L’Europe pèse-t-elle encore sur la situation ? Oui, en ce sens qu’elle fournit des armes – qu’elle achète aux Américains, selon le deal conclu entre Ursula von der Leyen et Donald Trump : Washington continue de livrer, l’Europe paye. L’Europe paye aussi, et beaucoup, pour maintenir en vie l’État ukrainien – salaires des fonctionnaires et autres dépenses courantes ; un pacte de 90 milliards a été pour partie versé. De fait, la contribution européenne à la résistance ukrainienne est aujourd’hui plus importante que la contribution américaine.

Mais c’est bien là le défi : l’Europe doit démontrer qu’elle est capable de faire « aussi bien » que les Américains, c’est-à-dire de permettre à l’Ukraine de continuer à résister. Or les paramètres ne sont pas bons.
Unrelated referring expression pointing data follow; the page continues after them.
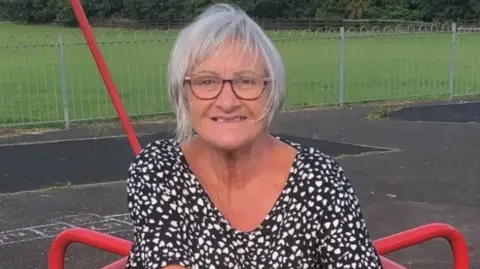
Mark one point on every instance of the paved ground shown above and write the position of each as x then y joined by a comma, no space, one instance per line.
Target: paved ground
73,162
458,112
432,177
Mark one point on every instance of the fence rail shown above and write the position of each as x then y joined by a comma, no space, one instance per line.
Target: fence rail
52,78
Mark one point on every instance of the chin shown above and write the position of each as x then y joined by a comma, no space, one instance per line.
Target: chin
224,143
227,142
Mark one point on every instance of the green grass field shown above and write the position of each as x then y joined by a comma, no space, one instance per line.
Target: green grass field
375,68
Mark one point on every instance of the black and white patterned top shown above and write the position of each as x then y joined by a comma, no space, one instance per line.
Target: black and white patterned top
315,223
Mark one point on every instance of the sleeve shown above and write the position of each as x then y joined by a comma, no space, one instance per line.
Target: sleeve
157,238
346,242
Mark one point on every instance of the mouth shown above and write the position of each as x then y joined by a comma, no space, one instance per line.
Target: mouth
229,119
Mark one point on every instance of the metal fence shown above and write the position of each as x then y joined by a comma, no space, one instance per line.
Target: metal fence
52,78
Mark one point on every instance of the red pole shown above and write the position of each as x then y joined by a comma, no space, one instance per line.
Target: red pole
424,233
107,79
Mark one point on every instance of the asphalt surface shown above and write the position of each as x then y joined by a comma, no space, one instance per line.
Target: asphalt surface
57,164
432,176
458,112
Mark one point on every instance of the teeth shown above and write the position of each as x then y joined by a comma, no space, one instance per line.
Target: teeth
228,120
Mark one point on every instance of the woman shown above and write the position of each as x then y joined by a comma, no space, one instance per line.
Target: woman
233,196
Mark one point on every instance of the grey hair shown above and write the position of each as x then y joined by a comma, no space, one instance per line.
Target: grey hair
200,38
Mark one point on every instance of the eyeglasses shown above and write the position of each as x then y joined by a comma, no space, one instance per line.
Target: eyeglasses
246,87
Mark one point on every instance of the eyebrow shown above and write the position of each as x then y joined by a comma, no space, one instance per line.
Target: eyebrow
206,72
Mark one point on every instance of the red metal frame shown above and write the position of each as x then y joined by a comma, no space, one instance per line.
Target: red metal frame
107,78
386,245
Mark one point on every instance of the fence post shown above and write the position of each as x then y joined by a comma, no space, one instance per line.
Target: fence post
451,75
342,67
63,82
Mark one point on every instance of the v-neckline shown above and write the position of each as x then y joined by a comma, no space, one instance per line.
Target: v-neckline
258,228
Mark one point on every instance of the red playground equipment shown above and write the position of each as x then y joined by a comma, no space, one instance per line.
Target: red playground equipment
121,247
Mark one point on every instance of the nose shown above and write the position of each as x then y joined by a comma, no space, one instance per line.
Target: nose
227,100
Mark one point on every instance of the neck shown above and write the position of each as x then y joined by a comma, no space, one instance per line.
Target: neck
233,169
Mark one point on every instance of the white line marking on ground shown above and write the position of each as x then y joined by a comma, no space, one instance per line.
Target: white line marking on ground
105,224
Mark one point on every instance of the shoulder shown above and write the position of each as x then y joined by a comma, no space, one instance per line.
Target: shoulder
321,173
156,161
314,163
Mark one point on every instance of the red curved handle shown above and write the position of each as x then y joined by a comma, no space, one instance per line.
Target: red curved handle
56,255
424,233
107,78
386,245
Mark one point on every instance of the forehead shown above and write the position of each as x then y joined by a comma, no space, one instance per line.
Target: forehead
228,57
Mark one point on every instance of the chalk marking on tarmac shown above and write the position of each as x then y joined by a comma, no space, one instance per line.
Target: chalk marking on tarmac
105,224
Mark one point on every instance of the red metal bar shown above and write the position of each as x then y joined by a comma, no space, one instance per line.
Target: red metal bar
56,255
424,233
107,78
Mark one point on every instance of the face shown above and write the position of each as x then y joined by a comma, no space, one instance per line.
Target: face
228,118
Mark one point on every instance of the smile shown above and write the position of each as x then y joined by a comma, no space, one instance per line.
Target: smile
230,119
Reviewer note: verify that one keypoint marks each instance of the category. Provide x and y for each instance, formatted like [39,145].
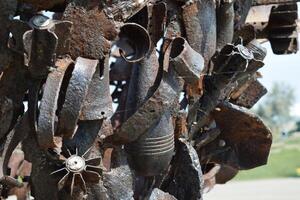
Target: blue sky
[282,68]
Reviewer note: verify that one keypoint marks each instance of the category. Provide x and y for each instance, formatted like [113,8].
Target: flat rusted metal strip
[45,5]
[82,74]
[98,102]
[268,2]
[47,116]
[124,10]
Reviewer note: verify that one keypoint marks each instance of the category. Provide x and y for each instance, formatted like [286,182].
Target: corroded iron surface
[130,99]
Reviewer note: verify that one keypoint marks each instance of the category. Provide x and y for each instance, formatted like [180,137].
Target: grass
[283,162]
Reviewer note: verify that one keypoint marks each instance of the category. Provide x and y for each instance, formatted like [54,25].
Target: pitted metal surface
[77,89]
[144,108]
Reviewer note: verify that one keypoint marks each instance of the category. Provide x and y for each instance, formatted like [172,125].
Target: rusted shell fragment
[7,11]
[137,38]
[157,21]
[142,82]
[187,62]
[40,46]
[184,180]
[158,194]
[229,64]
[246,140]
[225,174]
[17,29]
[165,98]
[241,10]
[120,70]
[248,94]
[199,19]
[6,115]
[13,86]
[151,154]
[48,106]
[282,29]
[92,30]
[123,10]
[18,134]
[82,74]
[119,182]
[98,102]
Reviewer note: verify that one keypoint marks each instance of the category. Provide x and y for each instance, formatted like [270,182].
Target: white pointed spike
[72,184]
[69,152]
[62,181]
[84,185]
[86,151]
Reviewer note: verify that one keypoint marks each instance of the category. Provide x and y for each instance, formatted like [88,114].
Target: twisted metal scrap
[171,134]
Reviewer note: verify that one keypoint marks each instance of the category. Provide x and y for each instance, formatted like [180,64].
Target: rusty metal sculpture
[141,92]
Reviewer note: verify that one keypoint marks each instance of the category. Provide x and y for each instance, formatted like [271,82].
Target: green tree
[275,108]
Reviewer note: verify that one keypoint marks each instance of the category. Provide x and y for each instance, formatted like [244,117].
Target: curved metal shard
[247,139]
[98,102]
[187,62]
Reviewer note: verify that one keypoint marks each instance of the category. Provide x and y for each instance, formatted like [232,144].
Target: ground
[273,189]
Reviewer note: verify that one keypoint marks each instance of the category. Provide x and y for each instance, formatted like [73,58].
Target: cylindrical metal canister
[151,154]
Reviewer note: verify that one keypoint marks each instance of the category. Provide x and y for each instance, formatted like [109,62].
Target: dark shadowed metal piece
[246,140]
[42,44]
[158,194]
[199,19]
[92,30]
[137,38]
[98,102]
[82,74]
[48,107]
[248,94]
[184,180]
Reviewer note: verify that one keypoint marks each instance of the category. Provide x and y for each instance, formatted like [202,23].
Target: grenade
[151,154]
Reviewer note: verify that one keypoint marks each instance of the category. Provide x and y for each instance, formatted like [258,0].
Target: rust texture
[133,99]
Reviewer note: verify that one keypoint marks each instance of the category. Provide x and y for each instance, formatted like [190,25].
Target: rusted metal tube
[186,62]
[225,23]
[151,154]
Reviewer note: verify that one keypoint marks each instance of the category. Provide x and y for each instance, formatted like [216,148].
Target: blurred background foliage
[276,111]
À la lutte anticorruption et à la situation du front s’ajoutent les frappes russes, qui rencontrent de moins en moins de résistance faute d’intercepteurs : l’Ukraine manque de missiles Patriot, elle ne peut plus se protéger davantage, et les Russes continuent, nuit après nuit, de pilonner le pays dans la profondeur.

Ajoutons enfin l’état des ports de la mer Noire, où l’Ukraine se trouve dans une situation catastrophique : elle peine à acheminer son blé, alors qu’elle compte parmi les premiers producteurs de céréales au monde. Si ces céréales ne peuvent plus transiter par la mer Noire, c’est un problème majeur. Des solutions alternatives sont à l’étude – par le rail, via la Pologne ou les pays baltes – mais elles ne remplacent pas, pour l’heure, ce que permettaient Odessa et les ports voisins. La Russie a décidé de pilonner systématiquement les installations portuaires et les navires qui y accostent. L’Ukraine, de son côté, frappe les infrastructures économiques et énergétiques russes, avec un certain succès d’ailleurs. Mais on passe trop souvent sous silence cette question des ports ukrainiens, qui est pourtant catastrophique.

Le bilan

Si l’on fait le bilan de tout cela, la situation n’a rien de réjouissant – et elle ne ressemble certainement pas à ce qu’on a pu entendre ces dernières semaines. L’Ukraine résiste, certes. Mais elle n’est pas en position d’inverser le sort des armes. Le dire serait faux, et on le lit malheureusement trop souvent dans la presse française. Chez Omerta, nous faisons partie de ceux qui regardent les choses honnêtement et qui essayent de les expliquer. Et là, il y avait un correctif à apporter.